While the title track focuses on Earle’s hometown, name-dropping streets and neighborhoods in Nashville, its story of working-class people being forced to the fringes as the city grows could be transposed almost anywhere in the country, according to Earle. The parallels to the rapid growth of Earle’s new home and Central Oregon are not lost on the singer.
“It’s happening everywhere in the United States — any place where people might even just remotely want to live is starting to get more expensive,” he said. “I definitely thought of something that a lot of people would be able to relate to and grab a hold of at this point.
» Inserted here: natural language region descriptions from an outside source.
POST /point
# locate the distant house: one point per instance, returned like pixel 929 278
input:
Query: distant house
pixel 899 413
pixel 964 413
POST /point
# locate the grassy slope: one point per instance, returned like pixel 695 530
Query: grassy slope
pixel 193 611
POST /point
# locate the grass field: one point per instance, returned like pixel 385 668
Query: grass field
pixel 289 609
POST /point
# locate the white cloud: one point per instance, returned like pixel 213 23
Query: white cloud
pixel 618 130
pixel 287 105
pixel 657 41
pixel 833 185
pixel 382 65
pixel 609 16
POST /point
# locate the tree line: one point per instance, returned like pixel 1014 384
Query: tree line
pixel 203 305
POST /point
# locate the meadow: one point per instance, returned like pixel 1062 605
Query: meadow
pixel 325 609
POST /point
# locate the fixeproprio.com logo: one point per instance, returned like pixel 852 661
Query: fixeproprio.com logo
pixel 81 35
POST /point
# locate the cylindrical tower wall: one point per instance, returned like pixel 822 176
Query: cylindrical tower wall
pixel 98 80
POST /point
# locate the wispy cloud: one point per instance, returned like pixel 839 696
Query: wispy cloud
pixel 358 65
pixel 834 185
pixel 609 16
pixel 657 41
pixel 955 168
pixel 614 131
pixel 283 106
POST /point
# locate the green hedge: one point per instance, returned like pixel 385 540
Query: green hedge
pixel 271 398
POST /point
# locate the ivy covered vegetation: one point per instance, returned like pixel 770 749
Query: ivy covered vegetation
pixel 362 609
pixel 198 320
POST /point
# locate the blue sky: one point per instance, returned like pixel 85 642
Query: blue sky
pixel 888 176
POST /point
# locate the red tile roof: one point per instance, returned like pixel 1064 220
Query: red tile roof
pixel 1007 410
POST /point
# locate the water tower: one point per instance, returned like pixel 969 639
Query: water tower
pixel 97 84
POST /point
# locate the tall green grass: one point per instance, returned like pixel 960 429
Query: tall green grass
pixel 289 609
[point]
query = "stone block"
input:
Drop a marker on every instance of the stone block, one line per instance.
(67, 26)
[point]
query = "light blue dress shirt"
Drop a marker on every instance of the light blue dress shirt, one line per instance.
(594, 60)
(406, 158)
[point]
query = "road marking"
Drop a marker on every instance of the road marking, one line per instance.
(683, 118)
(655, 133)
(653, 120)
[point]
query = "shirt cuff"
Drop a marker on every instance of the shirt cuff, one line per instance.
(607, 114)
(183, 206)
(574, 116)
Things are definitely changing at a much more rapid pace than they ever did before. … I guess it’s an inevitable part of change that things keep just going and going and going, but it doesn’t make it any easier to watch.”
The album is Earle’s first not to be recorded in his childhood hometown of Nashville and the first to feature an outside producer, Mike Mogis, who helped push Earle into new stylistic and instrumental territory.
“If you get into my old records, and you kind of dig into them a little bit further, you will find things like glockenspiels and vibes and mellotrons and stuff,” Earle said. “But when I was making my records in the past, my tendency is to more bury these things and make them more afterthoughts — things that people actually have to stop and listen for or they don’t recognize exactly what’s happening. Where Mogis definitely has — and I knew that going in — he has a bigger, much more forward sound than the way I would usually record.”
In past interviews, Earle has mentioned the blues as one of his biggest influences not just on this album, but in general. In May, Earle appeared on his father’s SiriusXM Outlaw Country radio show, “Hardcore Troubadour Radio,” the first radio interview the father and son have ever done together, according to an article in Rolling Stone. Among other things, the two discussed how Nirvana’s “Unplugged in New York” album — and in particular the Leadbelly cover “In the Pines” (or “Where Did You Sleep Last Night?” as Nirvana titled it) — turned the younger Earle onto the blues.
“Like most kids my age that played guitar, Nirvana was everything at that point,” Earle said. “When I saw (‘Unplugged’), when my hero at the time, Kurt Cobain, talks about this spooky figure that was always kind of … in and out of prison, and I’ve always gravitated toward the rougher side of people in life, or root for the bad guys in the movies. It definitely was a point where everything changed, and I began looking back further in history for music and figuring out that a lot of the stuff that I was hearing was not at all really new. It had been done before.”
Earle has had a famously contentious relationship with his father over the years. He grew up with his mother, but eventually moved in with his father in the early ’90s and toured with The Dukes for a time before leaving due to addiction issues (something else he shares with his father). He’s completed multiple stints in rehab, the last in 2010.
Now a father, Earle finds himself in a similar position as his father was years ago, juggling time on the road with time with his family. Though it is a balancing act, Earle said he’s not too concerned.
“I want to be home and be a part of my daughter’s life, but I also — I have a job, and it’s the only job that I’ve ever done and know how to do well,” Earle said. “I gotta support the kid. So part of me definitely wants to be home more, but there’s a big part of me that wants to work more, too, to make that sure my daughter has everything that she needs.”